Auf's Christbaumstehlen kam er erst im Sommer des nächsten Jahres wieder zu sprechen. Bei einer Bergtour. Einen Schlag überquerend wies er auf eine Gruppe junger Tannen und meinte, da sei ein schöner dabei. Den gälte es sich zu merken. Schöner Wuchs, regelmäßig und eng, sowie – das wichtigste: er stand in einem dichten Mais, wo es "eh zu wenig Licht für alle" gab. Einen herauszuschneiden war "geradezu Pflicht". Weil aber die Möglichkeit bestand, dass dieser Baum auch einem anderen auffiel, und dieser jene einem zuvor kommen könnte, müsse man sich zumindest zwei, noch besser drei weitere Bäume ausspähen um nicht in die Bredouille zu kommen. Denn wenn erst einmal der Schnee auf den Ästen lag sei es schwer, einen schönen Baum auszumachen.

Als mein Großvater 70 wurde, beschloss meine Mutter, dass mein Vater ihm das vorweihnachtliche Baumstehlen zu verbieten hatte. Ich sehe ihn noch vor mir, wie er schweigend und bedächtig seine Kartoffelsuppe löffelte, und als er fertig war, verkündete, dass ich das jetzt übernehmen könne. Ich sei ja eh schon 16. Er selber werde ab nun nur noch einen Baum "besorgen", den für seine Tochter in der Stadt. Diese Form des Widerstandes hielt er aufrecht bis zum 75-er. Da ereilte ihn sein Schicksal.
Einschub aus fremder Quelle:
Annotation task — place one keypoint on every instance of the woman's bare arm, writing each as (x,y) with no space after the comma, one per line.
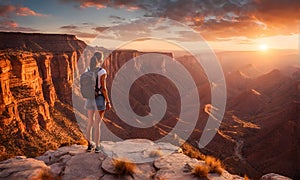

Die Einführung der Plombierung gekaufter Bäume hatte nur zum Teil damit zu tun. Alle Erwachsenen redeten ihm ins Gewissen, es doch endlich sein zu lassen. Wenn man ihn erwische oder dahinter käme, würde man ihn einsperren und seine Tochter dazu ...

Ich traf ihn am Nachmittag, als er gerade vom Bahnhof kam, nachdem er den Baum zum Versenden nach Linz dorthin gebracht hatte. Er war ungewöhnlich aufgekratzt und sein Gesicht war puterrot. Er wirkte etwas verwirrt und es dauerte eine Weile, bis ich aus seinen Worten schlau wurde und den Grund seiner Entrüstung erfasste. Er war tatsächlich ins Forstamt gegangen, um zum ersten Mal in seinem Leben einen Christbaum zu kaufen.

Nachdem er alle Tannen inspiziert hatte, musste er feststellen, dass es nur einen einzigen Baum gab, der seinen Idealen entsprach. Dieser hatte aber acht Reihen und war damit viel zu groß für das Wohnzimmer von Tante Mimi. Da die kleineren Exemplare allesamt "Krempen", also von unregelmäßigem Wuchs waren, kam nur der Achtreiher in Frage. Allerdings war er nur bereit gewesen, für die oberen 5 Reihen zu bezahlen. Diese Rotzpippn hatten jedoch darauf bestanden, dass er den ganzen Baum bezahlte. Daraufhin war er heimgegangen, um wenig später mit dem Fuchsschwanz im Rucksack wiederzukommen. In einem unbeobachteten Moment hatte er die unteren drei Reihen des Baumes abgesägt und ihn dann zur Kassa gebracht. Ganz hinten hätte er ihn gefunden, den müsse er vorher übersehen haben.

Nachdem er mir das erzählt hatte, ging er nach Hause, um sich ein wenig niederzulegen. Aus diesem Schlaf wachte er nicht mehr auf. Gehirnschlag sagte der Arzt – "Hat er sich in den letzten Stunden über etwas aufgeregt?"

Ich bin heute noch froh, dass sein "letzter Baum" wenigstens zum Teil noch gewildert war.